Face Anonymization

Anonymize

The Anonymize node detects and anonymizes faces in images using the CenterFace face detection model. This is useful for privacy protection when working with datasets containing people. It can also prevent overfitting if your dataset is unbalanced.

It is crucial that when you caption your images for lora training, you mention that faces have been blurred. If not, you are likely to cause the model to forget how to generate faces. You may also want to consider using regularization data alongside this technique.

Methods

The node supports several anonymization methods:

AnonymizeMethod.BLUR: Blurs detected faces (default)
AnonymizeMethod.SOLID: Covers faces with solid black rectangles
AnonymizeMethod.MOSAIC: Applies a mosaic/pixelation effect to faces
AnonymizeMethod.NONE: Detects faces but doesn't modify them (useful for testing)

Parameters

method (default: AnonymizeMethod.BLUR): The anonymization method to use
threshold (default: 0.4): Detection confidence threshold (0.0-1.0)
mask_scale (default: 1.0): Scale factor for face masks to ensure complete coverage
ellipse (default: True): Use elliptical masks instead of rectangular ones (only for BLUR method)
mosaic_size (default: 20): Size of mosaic blocks when using the MOSAIC method

GPU Acceleration

The node automatically uses available CUDA GPUs for faster processing.
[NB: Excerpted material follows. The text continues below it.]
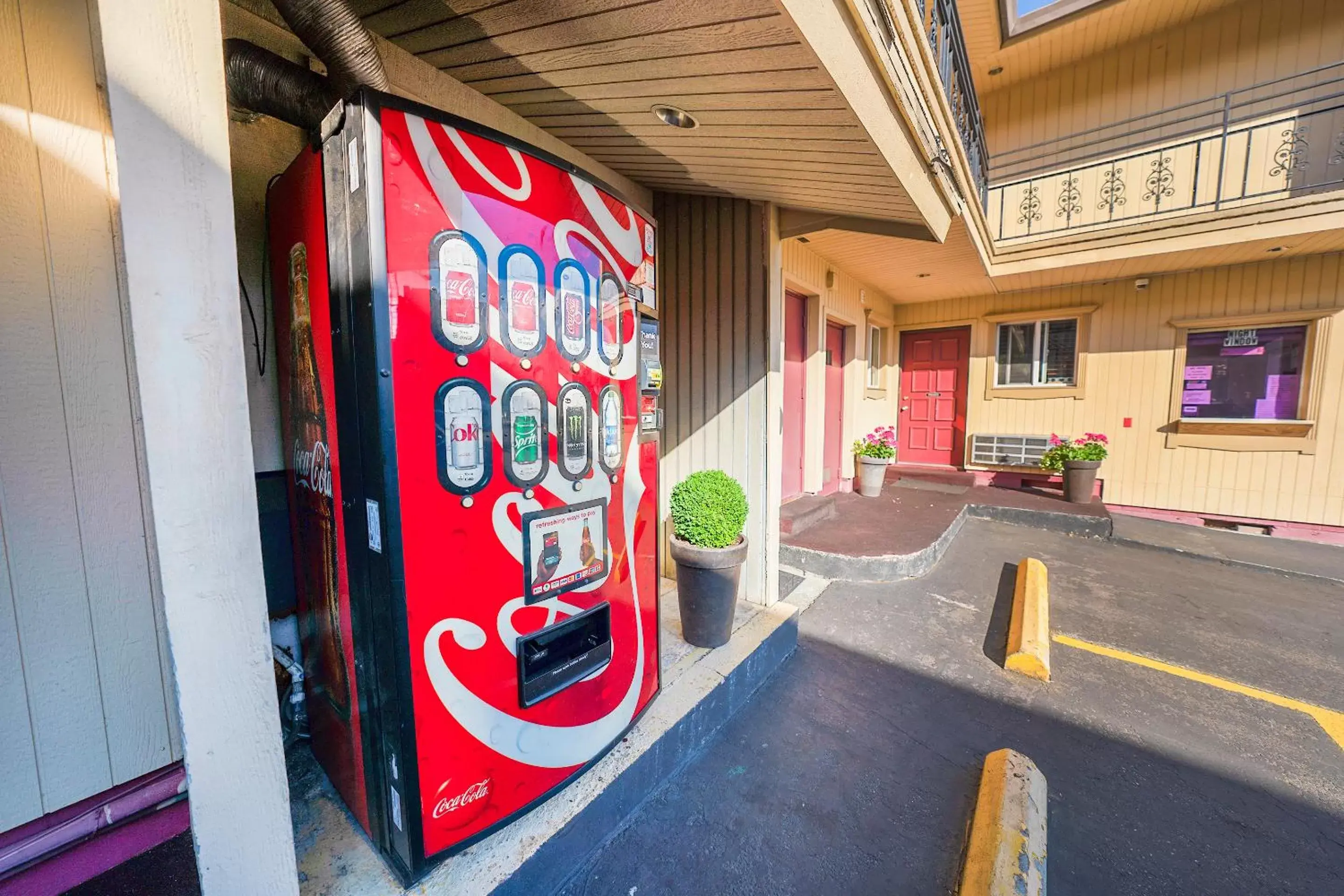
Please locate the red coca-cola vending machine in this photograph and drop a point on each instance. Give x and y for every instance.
(469, 382)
If multiple GPUs are available, it will distribute the workload across them.

Example

# Basic usage with default settings (blur faces)
dataset >> Anonymize()

# Use solid black rectangles with higher detection threshold
dataset >> Anonymize(method=AnonymizeMethod.SOLID, threshold=0.5)

# Apply mosaic effect with larger blocks
dataset >> Anonymize(method=AnonymizeMethod.MOSAIC, mosaic_size=30)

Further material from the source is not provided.